DANGOTE-REFINERY-1 (1).jpg
A Federal High Court has dismissed NNPCL’s bid to stop Dangote Refinery’s ₦100 billion lawsuit challenging fuel import licenses. The ruling also rejected the FCCPC’s intervention request. The case, which could reshape Nigeria’s petroleum sector, will continue in March as Dangote fights to limit fuel imports.

The Federal High Court in Abuja has dismissed the Nigerian National Petroleum Company Limited’s (NNPCL) attempt to stop a ₦100 billion lawsuit filed by Dangote Petroleum Refinery over fuel importation. Justice Inyang Ekwo ruled against both NNPCL’s objection and the Federal Competition and Consumer Protection Commission’s (FCCPC) bid to join the case.

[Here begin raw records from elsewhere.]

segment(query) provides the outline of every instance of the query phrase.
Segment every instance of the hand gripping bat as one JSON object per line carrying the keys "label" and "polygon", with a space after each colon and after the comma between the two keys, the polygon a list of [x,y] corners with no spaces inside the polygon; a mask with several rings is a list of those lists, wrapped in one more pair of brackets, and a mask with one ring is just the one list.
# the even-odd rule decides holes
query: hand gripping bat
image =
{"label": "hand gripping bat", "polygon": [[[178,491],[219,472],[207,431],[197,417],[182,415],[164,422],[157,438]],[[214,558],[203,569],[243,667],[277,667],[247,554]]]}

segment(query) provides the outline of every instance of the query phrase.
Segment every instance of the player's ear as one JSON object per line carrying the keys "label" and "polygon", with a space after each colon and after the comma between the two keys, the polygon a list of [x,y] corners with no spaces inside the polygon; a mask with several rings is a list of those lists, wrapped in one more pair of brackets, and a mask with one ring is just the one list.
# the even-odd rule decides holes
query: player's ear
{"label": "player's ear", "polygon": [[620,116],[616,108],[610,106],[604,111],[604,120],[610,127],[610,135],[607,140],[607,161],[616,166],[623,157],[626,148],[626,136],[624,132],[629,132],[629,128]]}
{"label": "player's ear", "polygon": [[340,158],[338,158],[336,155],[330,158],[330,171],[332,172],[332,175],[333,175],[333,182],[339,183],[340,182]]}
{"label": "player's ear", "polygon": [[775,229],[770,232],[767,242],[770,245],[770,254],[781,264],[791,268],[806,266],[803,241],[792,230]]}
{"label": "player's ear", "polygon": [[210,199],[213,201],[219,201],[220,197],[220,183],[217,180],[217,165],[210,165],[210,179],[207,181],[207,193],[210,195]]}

Dangote Refinery initiated the legal battle to challenge the issuance of fuel import licenses to NNPCL and other private marketers, arguing that such permits contradict the Petroleum Industry Act. The refinery insists it has sufficient capacity to meet Nigeria’s fuel demands and seeks to prevent imports that could disrupt its market position.

The FCCPC sought to join the case, asserting that Dangote’s lawsuit could lead to a monopoly in the petroleum sector. However, the court rejected the commission’s request, ruling that the case could proceed without its involvement.

NNPCL, in its defense, questioned the validity of the suit, arguing that the entity mentioned in the legal filing, "NNPC," does not exist in its registered corporate name. The court dismissed this claim and allowed Dangote Refinery to amend its filing to reflect the correct entity name.

With the legal battle ongoing, industry experts anticipate significant implications for Nigeria’s fuel supply chain and competition in the downstream sector. The case has been adjourned until March 6 for further proceedings.